Question

For the circuit shown below the capacitive reactance is $R$ and inductive reactance is $\sqrt{3}R$. The source voltage is $V=V_0 sin(\omega t)$. The phase difference between current though capacitor and inductor is $15N^{\circ}$. Find the value of $N$.

Answer 1

7

Answer 2

The circuit consists of two parallel branches connected to an AC voltage source $V = V_0 \sin(\omega t)$. Since the branches are in parallel, the voltage across each branch is the same as the source voltage. We can consider the source voltage as the reference phasor, i.e., $V = V_0 \angle 0^\circ$.

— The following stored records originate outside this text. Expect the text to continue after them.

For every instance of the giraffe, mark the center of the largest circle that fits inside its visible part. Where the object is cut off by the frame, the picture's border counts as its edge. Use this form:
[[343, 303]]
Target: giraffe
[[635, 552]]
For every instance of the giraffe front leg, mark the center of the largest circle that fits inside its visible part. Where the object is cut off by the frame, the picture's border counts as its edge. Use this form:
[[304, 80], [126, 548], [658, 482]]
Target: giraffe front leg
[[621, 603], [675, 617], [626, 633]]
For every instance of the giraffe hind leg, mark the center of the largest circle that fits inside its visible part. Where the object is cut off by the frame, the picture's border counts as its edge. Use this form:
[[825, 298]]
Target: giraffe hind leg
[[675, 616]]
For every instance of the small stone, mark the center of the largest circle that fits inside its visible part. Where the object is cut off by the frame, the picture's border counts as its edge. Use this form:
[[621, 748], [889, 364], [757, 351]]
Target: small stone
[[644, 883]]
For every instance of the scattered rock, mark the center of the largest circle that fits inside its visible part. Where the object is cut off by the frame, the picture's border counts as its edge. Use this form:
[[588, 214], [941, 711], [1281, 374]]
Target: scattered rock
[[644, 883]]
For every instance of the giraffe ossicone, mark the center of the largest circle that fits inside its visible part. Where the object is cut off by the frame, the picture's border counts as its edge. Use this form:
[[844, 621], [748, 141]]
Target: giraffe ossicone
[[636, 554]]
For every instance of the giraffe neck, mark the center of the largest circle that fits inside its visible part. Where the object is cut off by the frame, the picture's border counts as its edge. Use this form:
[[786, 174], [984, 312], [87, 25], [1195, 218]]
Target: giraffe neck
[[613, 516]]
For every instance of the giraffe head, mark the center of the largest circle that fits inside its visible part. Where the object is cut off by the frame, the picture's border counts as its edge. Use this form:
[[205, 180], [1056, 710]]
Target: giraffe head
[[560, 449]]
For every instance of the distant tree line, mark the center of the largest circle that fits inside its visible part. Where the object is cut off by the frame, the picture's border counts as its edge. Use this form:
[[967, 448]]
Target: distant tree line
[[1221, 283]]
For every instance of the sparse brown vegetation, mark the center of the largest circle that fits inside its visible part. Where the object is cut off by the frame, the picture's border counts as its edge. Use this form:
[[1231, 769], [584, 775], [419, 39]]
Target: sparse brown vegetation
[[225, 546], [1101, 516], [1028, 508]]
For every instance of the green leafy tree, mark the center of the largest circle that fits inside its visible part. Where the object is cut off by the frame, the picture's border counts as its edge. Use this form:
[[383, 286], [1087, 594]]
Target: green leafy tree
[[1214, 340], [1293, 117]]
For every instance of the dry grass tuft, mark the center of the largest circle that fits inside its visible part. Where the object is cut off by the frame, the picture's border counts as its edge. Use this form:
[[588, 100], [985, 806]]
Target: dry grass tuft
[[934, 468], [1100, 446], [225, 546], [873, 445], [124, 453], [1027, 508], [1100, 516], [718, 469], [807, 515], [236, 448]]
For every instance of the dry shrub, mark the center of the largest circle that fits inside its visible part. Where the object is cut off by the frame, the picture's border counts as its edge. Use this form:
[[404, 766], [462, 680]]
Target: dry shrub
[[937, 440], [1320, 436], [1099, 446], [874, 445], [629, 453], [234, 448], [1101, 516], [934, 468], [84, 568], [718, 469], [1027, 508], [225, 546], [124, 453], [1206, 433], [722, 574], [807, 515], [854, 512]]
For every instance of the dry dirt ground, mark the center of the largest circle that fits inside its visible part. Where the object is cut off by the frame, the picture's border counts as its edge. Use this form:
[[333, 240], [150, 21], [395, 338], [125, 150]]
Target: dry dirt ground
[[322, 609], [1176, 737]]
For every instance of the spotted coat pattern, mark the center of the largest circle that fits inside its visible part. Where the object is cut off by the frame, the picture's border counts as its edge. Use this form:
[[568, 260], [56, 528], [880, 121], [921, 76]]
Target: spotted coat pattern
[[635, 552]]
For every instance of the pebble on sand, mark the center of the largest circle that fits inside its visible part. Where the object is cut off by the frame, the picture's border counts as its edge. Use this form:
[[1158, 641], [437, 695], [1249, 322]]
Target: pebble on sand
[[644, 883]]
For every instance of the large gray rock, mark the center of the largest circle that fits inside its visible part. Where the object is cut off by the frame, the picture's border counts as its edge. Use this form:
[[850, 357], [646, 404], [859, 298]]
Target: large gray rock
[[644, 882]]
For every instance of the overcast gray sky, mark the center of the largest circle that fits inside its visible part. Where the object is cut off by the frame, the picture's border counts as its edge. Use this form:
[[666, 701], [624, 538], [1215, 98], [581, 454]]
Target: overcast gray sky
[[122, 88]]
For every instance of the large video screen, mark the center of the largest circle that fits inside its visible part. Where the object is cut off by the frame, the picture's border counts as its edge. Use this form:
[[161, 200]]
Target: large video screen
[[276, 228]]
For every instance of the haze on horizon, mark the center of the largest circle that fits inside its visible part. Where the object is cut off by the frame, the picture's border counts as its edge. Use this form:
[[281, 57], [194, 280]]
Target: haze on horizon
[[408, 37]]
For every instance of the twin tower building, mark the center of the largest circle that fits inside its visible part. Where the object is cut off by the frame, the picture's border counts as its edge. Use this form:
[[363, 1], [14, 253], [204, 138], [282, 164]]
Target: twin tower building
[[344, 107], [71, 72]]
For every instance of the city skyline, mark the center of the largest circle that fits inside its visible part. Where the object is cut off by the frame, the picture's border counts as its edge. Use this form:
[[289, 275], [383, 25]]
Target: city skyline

Branch 1 (Capacitor and Resistor in series): This branch contains a capacitor with capacitive reactance $X_C = R$ and a resistor with resistance $R_1 = R$. The impedance of this branch is $Z_1 = R_1 - jX_C = R - jR$. To find the phase of the current in this branch ($I_C$) relative to the voltage, we determine the phase angle of $Z_1$. The phase angle $\phi_1$ of $Z_1$ is given by: $\phi_1 = \arctan\left(\frac{-X_C}{R_1}\right) = \arctan\left(\frac{-R}{R}\right) = \arctan(-1) = -45^\circ$ Since the current in a series AC circuit is given by $I = V/Z$, the phase of the current $I_C$ will be $0^\circ - \phi_1$. Therefore, the phase of the current through the capacitor (and the entire Branch 1) is $\theta_C = 0^\circ - (-45^\circ) = +45^\circ$. This means the current $I_C$ leads the voltage $V$ by $45^\circ$.

Branch 2 (Resistor and Inductor in series): This branch contains a resistor with resistance $R_2 = R$ and an inductor with inductive reactance $X_L = \sqrt{3}R$. The impedance of this branch is $Z_2 = R_2 + jX_L = R + j\sqrt{3}R$. To find the phase of the current in this branch ($I_L$) relative to the voltage, we determine the phase angle of $Z_2$. The phase angle $\phi_2$ of $Z_2$ is given by: $\phi_2 = \arctan\left(\frac{X_L}{R_2}\right) = \arctan\left(\frac{\sqrt{3}R}{R}\right) = \arctan(\sqrt{3}) = +60^\circ$ The phase of the current through the inductor (and the entire Branch 2) is $\theta_L = 0^\circ - \phi_2$. Therefore, $\theta_L = 0^\circ - 60^\circ = -60^\circ$. This means the current $I_L$ lags the voltage $V$ by $60^\circ$.

Phase Difference between Currents: The phase difference between the current through the capacitor ($I_C$) and the current through the inductor ($I_L$) is the absolute difference between their phase angles: $\Delta\phi = |\theta_C - \theta_L| = |45^\circ - (-60^\circ)| = |45^\circ + 60^\circ| = 105^\circ$

Finding the value of N: The problem states that the phase difference is $15N^\circ$. $15N^\circ = 105^\circ$ $N = \frac{105}{15}$ $N = 7$